Door Romy Veul
Dat de opleiding Nederlands kampt met dalende studentenaantallen is niet onopgemerkt gebleven. De meest alarmerende koppen hebben de revue gepasseerd. Er is behoefte aan actie, en wel nu. Precies daarom is het Nationaal Platform voor de Talen eerder dit jaar in het leven geroepen.
De handen ineenslaan
Uit de berichtgeving van de afgelopen tijd blijkt dat het niet ontbreekt aan strijdlustigen die zich willen hardmaken voor Nederlands en de andere taalstudies. In Nederland zijn in de loop der tijd verschillende initiatieven opgezet voor vernieuwing van de taalcurricula of om de bekendheid van talenstudies te vergroten. De drive is er, maar het ontbreekt nog aan een allesomvattend plan waarin de verschillende initiatieven samenkomen. Samenwerking is namelijk essentieel, juist nu.
Daarom hebben de samenwerkende geesteswetenschappenfaculteiten en het programmabureau Duurzame Geesteswetenschappen het Nationaal Platform voor de Talen in het leven geroepen, dat als opdracht heeft meegekregen om een Deltaplan voor de Talen op te stellen. En dat doet het Platform uiteraard niet alleen. Het landelijke Platform wil eerst de bestaande initiatieven in kaart brengen, om die aan te vullen met nieuwe inzichten en gezamenlijke acties.
Zo is er inzicht nodig in de wensen van studenten en in de behoeften van het bedrijfsleven. Wat worden oud-taalstudenten na hun opleiding? Hoe hebben zij de aansluiting op de arbeidsmarkt ervaren? En hoe kijken studiekiezers, ouders, het bedrijfsleven en stagebedrijven tegen talenstudies aan? Stuk voor stuk vragen waarop het Platform een antwoord wil vinden om, samen met alle betrokkenen, het tij te keren voor de talenstudies.
Een nationaal platform
De universitaire talenstudies aantrekkelijker maken en de inhoud en het nut van deze studies helder communiceren naar studiekiezers, stagebedrijven en het bedrijfsleven – dat zijn de belangrijkste doelen van het Platform. Het is tijd om te laten zien waarom de studenten die wél voor een studie als Nederlands, Duits, Frans, Japans of Scandinavische talen hebben gekozen, onmisbaar zijn voor de maatschappij en de economie. Tegelijkertijd is er aandacht voor verbetering en vernieuwing van de universitaire talenstudies waar dat nodig is. Daarbij worden de belangen van individuele opleidingen en universiteiten niet uit het oog verloren.

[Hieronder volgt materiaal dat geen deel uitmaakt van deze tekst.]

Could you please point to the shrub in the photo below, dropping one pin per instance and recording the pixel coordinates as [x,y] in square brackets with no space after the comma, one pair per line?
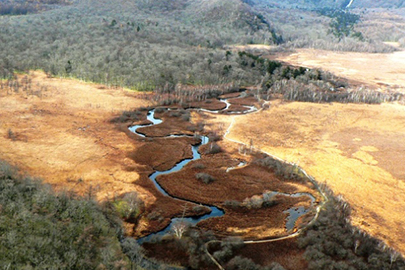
[213,149]
[198,166]
[205,178]
[43,230]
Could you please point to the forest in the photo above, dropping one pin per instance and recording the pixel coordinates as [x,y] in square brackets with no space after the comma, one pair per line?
[165,47]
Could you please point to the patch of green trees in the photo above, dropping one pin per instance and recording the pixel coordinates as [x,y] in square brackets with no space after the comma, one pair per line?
[40,229]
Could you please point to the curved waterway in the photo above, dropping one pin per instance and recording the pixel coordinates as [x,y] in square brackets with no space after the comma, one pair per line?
[215,211]
[293,213]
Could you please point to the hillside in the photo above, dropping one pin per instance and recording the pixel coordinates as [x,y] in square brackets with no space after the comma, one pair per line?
[174,118]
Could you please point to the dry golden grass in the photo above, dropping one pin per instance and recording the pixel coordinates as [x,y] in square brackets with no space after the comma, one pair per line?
[357,150]
[385,71]
[63,135]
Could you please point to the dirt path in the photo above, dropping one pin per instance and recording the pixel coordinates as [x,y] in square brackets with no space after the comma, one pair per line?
[60,131]
[385,71]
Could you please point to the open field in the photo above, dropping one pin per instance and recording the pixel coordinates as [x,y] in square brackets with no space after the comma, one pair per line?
[63,135]
[385,71]
[357,150]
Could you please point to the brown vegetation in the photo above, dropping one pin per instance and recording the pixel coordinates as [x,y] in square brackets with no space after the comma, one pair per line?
[384,71]
[357,150]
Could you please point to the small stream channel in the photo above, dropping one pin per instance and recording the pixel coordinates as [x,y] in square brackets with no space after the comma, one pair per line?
[294,213]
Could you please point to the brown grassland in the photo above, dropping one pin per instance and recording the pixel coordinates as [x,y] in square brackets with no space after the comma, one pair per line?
[384,71]
[357,150]
[64,135]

Tot de eerste concrete plannen behoort onder andere een landelijke campagne om studiekiezers te interesseren voor talenstudies door de nadruk te leggen op de maatschappelijke relevantie en de beroepsperspectieven. Daarnaast staan op de agenda het aanbieden van innovatief lesmateriaal, een werkveldonderzoek onder alumni en interviews met vertegenwoordigers van het bedrijfsleven over hun visie op talenstudies. Verder besteedt het Platform ruime aandacht aan taalonderwijs op de middelbare school en werkt het nauw samen met docenten en vakdidactici. Hiervoor voert het Platform overleg met de Meesterschapsteams en met Curriculum.nu, een gezamenlijk initiatief dat kritisch kijkt naar het curriculum voor het voortgezet onderwijs en daarbij bekijkt wat leerlingen nodig hebben om een bijdrage te kunnen leveren aan de samenleving.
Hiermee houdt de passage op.